Stenanthemum argenteum

Scientific classification
- Kingdom: Plantae
- Clade: Tracheophytes
- Clade: Angiosperms
- Clade: Eudicots
- Clade: Rosids
- Order: Rosales
- Family: Rhamnaceae
- Genus: Stenanthemum
- Species: S. argenteum
- Binomial name: Stenanthemum argenteum A.R.Bean

= Stenanthemum argenteum =

- Genus: Stenanthemum
- Species: argenteum
- Authority: A.R.Bean

Species of flowering plant

Stenanthemum argenteum is a species of flowering plant in the family Rhamnaceae and is endemic to a restricted part of Queensland.
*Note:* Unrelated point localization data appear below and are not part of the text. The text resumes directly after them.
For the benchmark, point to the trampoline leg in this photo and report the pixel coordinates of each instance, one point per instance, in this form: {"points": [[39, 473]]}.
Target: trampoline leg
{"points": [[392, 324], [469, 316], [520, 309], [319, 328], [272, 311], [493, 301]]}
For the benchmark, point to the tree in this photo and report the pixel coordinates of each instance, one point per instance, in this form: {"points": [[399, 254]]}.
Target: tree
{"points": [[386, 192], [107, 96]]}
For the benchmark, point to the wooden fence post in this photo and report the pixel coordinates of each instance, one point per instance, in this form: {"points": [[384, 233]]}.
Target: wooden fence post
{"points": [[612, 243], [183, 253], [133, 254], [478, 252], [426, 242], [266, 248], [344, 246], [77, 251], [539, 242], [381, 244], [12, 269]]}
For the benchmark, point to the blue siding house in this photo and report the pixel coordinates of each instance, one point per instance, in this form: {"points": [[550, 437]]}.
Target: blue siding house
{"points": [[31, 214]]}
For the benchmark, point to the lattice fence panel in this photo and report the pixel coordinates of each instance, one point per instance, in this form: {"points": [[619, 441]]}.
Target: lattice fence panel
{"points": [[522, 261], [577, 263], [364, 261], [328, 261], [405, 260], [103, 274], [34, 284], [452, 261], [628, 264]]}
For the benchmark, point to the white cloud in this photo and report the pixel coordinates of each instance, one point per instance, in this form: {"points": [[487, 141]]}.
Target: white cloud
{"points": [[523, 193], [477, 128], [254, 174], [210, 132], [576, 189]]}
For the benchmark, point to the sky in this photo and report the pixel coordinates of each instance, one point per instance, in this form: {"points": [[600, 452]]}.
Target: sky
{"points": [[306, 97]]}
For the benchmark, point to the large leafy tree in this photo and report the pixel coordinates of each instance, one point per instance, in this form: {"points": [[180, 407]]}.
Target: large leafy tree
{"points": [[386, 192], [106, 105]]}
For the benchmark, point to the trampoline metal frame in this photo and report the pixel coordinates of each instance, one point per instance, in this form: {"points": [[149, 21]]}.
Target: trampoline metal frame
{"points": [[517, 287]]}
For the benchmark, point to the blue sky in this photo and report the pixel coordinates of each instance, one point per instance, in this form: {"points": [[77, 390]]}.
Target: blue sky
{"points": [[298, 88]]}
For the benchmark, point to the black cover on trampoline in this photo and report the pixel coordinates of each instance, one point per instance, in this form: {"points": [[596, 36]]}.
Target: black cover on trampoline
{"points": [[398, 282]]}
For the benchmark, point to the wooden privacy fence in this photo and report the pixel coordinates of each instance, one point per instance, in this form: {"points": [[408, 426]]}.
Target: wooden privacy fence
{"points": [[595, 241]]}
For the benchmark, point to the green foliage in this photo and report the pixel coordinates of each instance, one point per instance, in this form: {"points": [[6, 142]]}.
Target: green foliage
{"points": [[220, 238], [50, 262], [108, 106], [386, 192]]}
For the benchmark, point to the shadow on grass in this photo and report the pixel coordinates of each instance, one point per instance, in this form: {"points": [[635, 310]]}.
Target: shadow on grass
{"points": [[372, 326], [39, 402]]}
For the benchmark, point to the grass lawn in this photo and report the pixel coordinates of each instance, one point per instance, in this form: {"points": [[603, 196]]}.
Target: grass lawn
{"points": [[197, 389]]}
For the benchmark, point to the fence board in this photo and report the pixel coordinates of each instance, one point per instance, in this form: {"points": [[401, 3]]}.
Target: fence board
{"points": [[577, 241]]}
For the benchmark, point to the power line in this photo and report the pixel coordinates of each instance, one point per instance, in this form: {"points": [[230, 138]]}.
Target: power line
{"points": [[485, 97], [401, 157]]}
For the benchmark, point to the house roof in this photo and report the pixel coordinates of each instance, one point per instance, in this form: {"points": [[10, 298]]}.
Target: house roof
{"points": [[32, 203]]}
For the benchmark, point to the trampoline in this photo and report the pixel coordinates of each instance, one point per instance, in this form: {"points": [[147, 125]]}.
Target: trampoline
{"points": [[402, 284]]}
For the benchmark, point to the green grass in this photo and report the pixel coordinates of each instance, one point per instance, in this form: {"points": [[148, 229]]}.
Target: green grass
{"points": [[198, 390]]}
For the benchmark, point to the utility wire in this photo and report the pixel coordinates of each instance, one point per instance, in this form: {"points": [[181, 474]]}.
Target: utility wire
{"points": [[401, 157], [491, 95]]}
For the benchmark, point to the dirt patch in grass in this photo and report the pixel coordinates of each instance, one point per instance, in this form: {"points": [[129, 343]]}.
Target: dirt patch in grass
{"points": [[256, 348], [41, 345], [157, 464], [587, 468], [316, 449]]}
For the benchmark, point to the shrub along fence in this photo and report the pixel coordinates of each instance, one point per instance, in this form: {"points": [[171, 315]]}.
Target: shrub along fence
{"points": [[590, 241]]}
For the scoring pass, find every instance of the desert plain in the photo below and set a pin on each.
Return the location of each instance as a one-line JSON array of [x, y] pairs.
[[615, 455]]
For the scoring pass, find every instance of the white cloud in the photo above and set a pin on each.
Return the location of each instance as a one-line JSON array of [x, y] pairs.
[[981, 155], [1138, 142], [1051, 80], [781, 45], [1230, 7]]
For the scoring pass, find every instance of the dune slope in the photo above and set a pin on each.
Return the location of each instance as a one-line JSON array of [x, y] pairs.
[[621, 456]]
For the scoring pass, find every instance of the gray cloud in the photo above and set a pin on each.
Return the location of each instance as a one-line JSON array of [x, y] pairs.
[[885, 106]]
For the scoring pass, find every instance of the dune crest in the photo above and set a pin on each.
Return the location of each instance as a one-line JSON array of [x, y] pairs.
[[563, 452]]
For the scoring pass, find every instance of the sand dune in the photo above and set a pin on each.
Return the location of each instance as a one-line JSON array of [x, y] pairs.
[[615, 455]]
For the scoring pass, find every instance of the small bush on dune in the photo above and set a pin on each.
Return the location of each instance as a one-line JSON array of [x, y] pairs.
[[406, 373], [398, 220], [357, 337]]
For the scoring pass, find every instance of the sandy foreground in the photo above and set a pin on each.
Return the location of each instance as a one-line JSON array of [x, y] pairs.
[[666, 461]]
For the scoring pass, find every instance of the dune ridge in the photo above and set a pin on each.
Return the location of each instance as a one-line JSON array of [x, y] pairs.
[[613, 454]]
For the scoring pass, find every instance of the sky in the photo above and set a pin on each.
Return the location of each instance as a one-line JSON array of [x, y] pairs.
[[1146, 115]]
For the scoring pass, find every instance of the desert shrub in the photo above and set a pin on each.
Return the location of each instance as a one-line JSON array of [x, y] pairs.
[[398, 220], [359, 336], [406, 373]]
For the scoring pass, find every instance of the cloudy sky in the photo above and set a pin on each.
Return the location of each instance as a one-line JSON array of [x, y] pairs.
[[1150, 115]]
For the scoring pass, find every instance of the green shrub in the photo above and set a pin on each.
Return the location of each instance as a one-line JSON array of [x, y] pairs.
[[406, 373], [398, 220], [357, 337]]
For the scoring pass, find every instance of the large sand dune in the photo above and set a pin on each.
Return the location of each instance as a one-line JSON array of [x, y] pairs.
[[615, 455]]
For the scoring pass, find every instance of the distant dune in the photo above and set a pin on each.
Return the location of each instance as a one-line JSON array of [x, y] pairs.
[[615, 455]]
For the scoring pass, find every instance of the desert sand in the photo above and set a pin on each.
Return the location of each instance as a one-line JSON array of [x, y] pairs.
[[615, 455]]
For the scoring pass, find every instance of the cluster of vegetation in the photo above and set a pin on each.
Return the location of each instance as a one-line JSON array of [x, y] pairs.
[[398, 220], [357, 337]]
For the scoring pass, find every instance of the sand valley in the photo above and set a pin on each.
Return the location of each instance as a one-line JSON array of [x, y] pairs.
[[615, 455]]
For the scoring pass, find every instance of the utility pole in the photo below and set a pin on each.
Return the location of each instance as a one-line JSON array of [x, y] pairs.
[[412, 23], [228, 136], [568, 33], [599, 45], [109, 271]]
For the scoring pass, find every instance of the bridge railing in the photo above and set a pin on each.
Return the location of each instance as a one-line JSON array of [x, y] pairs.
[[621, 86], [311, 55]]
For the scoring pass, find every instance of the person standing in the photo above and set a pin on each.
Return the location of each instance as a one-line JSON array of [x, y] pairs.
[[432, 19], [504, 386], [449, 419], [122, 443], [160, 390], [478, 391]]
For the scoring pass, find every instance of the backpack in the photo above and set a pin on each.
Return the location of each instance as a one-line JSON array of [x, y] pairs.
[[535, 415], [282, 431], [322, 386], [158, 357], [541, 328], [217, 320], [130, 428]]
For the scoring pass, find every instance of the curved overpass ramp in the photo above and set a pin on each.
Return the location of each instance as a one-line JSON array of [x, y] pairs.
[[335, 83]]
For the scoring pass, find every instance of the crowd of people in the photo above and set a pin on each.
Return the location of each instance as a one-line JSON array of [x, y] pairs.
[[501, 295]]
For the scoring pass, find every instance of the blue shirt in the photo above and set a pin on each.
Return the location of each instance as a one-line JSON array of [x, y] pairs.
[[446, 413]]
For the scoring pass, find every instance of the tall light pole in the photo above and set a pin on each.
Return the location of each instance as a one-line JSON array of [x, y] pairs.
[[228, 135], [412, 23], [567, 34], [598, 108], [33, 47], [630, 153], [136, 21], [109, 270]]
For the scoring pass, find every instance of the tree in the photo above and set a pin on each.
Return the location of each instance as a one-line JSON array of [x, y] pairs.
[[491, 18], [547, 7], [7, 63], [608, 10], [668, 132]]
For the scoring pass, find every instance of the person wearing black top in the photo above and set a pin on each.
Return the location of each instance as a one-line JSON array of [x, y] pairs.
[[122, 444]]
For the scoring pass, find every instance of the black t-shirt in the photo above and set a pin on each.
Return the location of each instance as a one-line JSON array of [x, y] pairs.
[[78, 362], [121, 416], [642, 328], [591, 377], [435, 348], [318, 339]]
It is a shrub with hairy branches, lance-shaped to egg-shaped leaves with the narrower end towards the base, and heads of about seven hairy white, tube-shaped flowers.

==Description==
Stenanthemum argenteum is a shrub that typically grows to a height of 50–75 cm and has its branches covered with silvery hairs. Its leaves are lance-shaped to egg-shaped with the narrower end towards the base, 6–16 mm long and 2.0–4.9 mm wide on a petiole 2–3 mm long, with narrowly triangular stipules 2.0–3.1 mm long at the base. The upper surface of the leaves is glabrous and the lower surface is densely covered with silvery hairs pressed against the surface. The flowers are borne in groups of 5 to 10 about 5 mm wide, surrounded by 3 floral bracts and one or two densely hairy floral leaves. The floral tube is 2.0–2.5 mm long, the sepals white to creamy-white and joined to form a hairy, cylindrical to urn-shaped tube 2.5–3.0 mm long mostly obscured by bracts. The petals are white, form a hood over the stamens and protrude 1.1–1.4 mm beyond the sepal tube. Flowering has been observed in May and September.

==Taxonomy and naming==
Stenanthemum argenteum was first formally described in 2004 by Anthony Bean in the journal Austrobaileya from specimens collected on Mount Mulligan in 1985. The specific epithet (argenteum) means "silvery", referring to the hairs on the branchlets and leaves.

==Distribution and habitat==
This species grows steep sandstone hills and cliffs in woodland and is only known from Mount Mulligan and Mount Janet in north Queensland.

==Conservation status==
Stenanthemum argenteum is listed as "vulnerable" under the Queensland Government Nature Conservation Act 1992.